# Bluegrit or Thistle Bondit



## Salar (17 Feb 2020)

Calling out for plasterers @johnnyb47 

I'll be moving soon and all of the ceilings in the new house are 90's shiny artex, quite a pronounced pattern.
I'll probably / might  if my better half lets me do the prepping myself a day or two before our plastering friend turns up.

Quick question, Bluegrit or Thistle bondit, which is best to use for a very textured artex.

Thanks


----------



## Beebo (17 Feb 2020)

Be careful. Artex may contains asbestos.


----------



## raleighnut (17 Feb 2020)

Beebo said:


> Be careful. Artex may contains asbestos.


Quite, it's easier to 'overboard' it, we've had a couple done like that.


----------



## Salar (17 Feb 2020)

Beebo said:


> Be careful. Artex may contains asbestos.



Very true. It's surprising what it is in from pre 90's.


----------



## TissoT (17 Feb 2020)

Over boarding may not be possible if there is coving to the perimeter.
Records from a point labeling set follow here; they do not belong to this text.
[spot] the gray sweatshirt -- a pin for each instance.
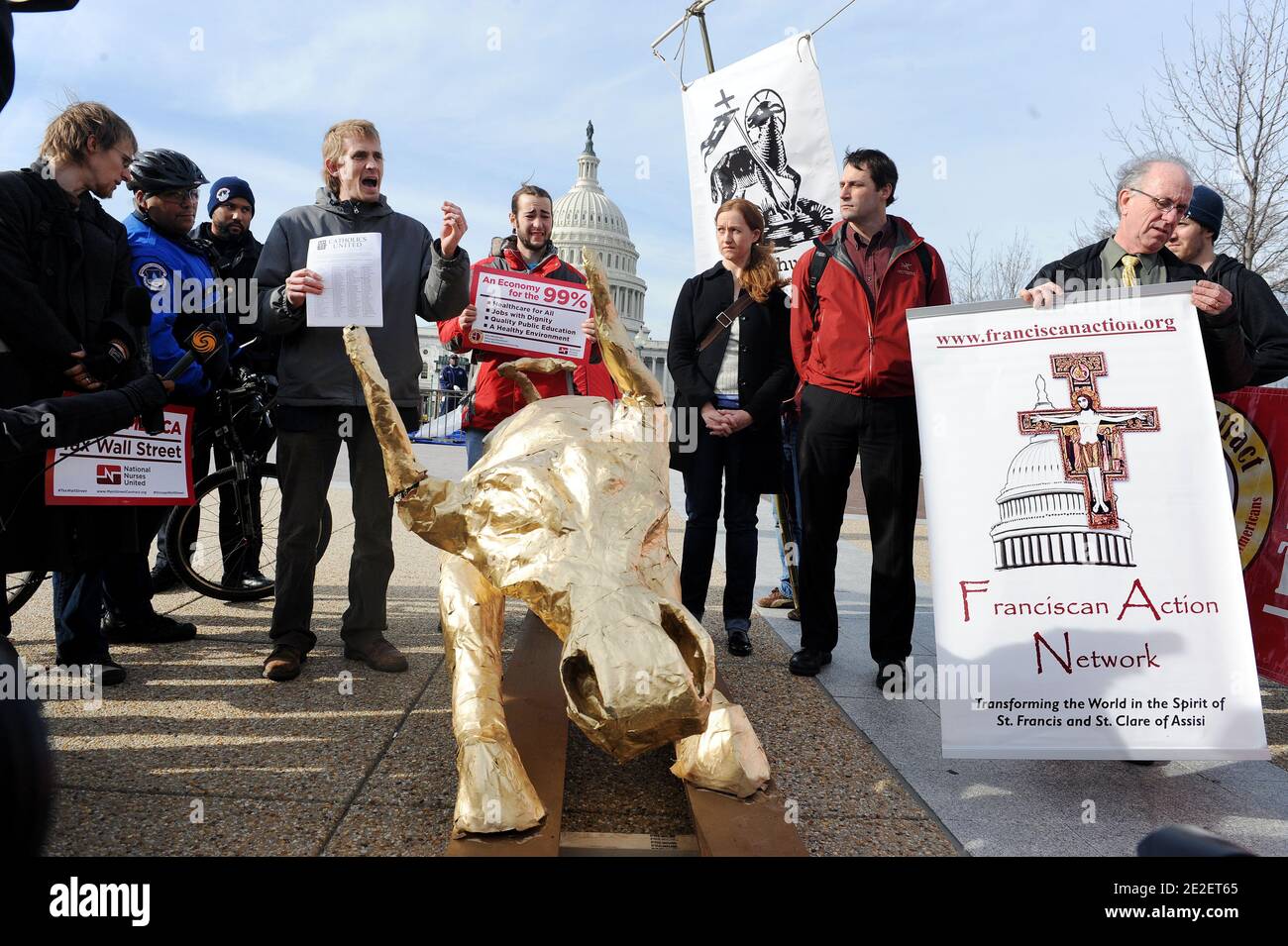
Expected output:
(313, 369)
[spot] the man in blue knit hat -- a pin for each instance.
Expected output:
(1261, 315)
(231, 209)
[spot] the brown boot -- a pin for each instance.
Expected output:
(283, 663)
(377, 654)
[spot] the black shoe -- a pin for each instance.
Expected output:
(896, 668)
(739, 643)
(163, 579)
(114, 674)
(159, 630)
(248, 581)
(377, 654)
(283, 663)
(807, 663)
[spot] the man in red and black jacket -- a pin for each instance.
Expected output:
(527, 250)
(850, 300)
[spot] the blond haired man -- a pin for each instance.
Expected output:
(320, 402)
(64, 273)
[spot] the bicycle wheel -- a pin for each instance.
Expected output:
(201, 559)
(20, 587)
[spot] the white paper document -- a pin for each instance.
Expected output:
(352, 289)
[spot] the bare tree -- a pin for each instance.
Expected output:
(1224, 107)
(966, 271)
(1012, 266)
(979, 277)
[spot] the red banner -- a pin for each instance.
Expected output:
(1253, 425)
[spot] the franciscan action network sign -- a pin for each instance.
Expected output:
(1081, 533)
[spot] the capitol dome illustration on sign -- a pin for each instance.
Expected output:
(588, 216)
(1057, 506)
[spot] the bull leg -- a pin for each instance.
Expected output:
(726, 757)
(514, 370)
(493, 791)
(797, 183)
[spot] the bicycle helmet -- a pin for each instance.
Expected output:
(162, 168)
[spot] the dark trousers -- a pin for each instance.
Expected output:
(121, 583)
(305, 461)
(236, 559)
(729, 460)
(883, 434)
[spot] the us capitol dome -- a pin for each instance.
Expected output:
(1043, 516)
(587, 216)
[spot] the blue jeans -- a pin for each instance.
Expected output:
(121, 583)
(473, 446)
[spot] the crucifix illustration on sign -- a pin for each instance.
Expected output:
(1091, 435)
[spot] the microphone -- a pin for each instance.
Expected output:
(138, 313)
(202, 345)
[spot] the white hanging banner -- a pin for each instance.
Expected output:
(758, 129)
(1085, 560)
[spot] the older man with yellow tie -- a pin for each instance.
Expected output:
(1153, 197)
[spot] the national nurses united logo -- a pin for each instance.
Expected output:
(760, 164)
(1059, 504)
(1249, 473)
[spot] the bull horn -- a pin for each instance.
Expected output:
(402, 469)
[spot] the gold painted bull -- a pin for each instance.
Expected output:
(567, 511)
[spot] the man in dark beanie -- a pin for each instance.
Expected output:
(231, 207)
(1261, 315)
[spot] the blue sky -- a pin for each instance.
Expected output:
(472, 98)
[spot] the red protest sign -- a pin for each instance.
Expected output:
(524, 314)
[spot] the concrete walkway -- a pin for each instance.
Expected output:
(1025, 807)
(197, 755)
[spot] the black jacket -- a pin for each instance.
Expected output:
(34, 429)
(65, 271)
(236, 259)
(1265, 326)
(1229, 362)
(63, 274)
(765, 373)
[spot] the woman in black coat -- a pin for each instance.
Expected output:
(726, 399)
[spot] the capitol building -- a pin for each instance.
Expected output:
(584, 216)
(1042, 516)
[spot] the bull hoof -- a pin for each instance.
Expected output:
(494, 793)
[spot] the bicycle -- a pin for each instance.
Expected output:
(244, 493)
(20, 588)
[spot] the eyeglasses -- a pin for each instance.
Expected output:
(178, 196)
(1163, 203)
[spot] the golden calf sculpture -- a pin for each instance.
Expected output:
(567, 511)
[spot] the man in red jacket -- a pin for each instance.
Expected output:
(850, 300)
(527, 250)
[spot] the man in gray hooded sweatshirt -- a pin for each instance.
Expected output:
(321, 402)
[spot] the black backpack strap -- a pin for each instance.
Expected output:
(816, 264)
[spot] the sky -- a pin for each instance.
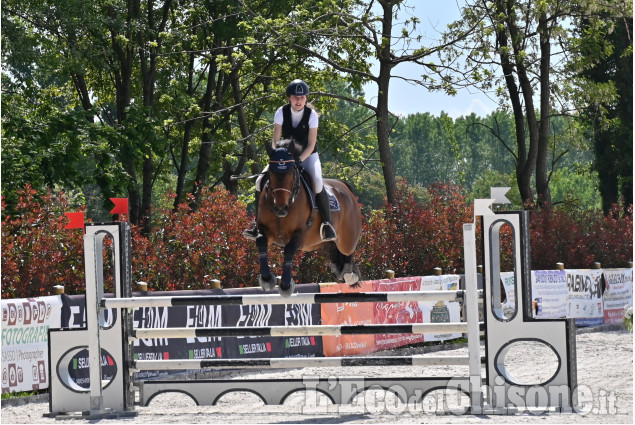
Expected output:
(405, 98)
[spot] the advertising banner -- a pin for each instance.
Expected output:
(388, 313)
(25, 324)
(508, 280)
(402, 312)
(585, 297)
(209, 316)
(550, 294)
(441, 311)
(353, 313)
(618, 294)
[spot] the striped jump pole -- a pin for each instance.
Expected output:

Firstly scrape all nipples large bits so all the artex is now smoother Surface then apply two Coats of pva mixed accordingly one coat first once that has dried then apply the other till it’s sticky then its ready to put the first coat of multi finish plaster on then followed by the second and once all stages are followed correctly it should be a nice smooth finish.


----------



## Adam4868 (17 Feb 2020)

PVA and skim it as long as the raised bits are too much.If so they'll need to be flattened before.


----------



## carlosfandangus (17 Feb 2020)

TissoT said:


> Over boarding may not be possible if there is coving to the perimeter.
> 
> Firstly scrape all nipples large bits so all the artex is now smoother Surface then apply two Coats of pva mixed accordingly one coat first once that has dried then apply the other till it’s sticky then its ready to put the first coat of multi finish plaster on then followed by the second and once all stages are followed correctly it should be a nice smooth finish.


This 
It is exactly what I did to our ceilings, works fine, bonding is another layer of plaster that needs to go off, I was also recommended blue grit by a mate, however I had lots of Unibond in the shed and I had done this before.


----------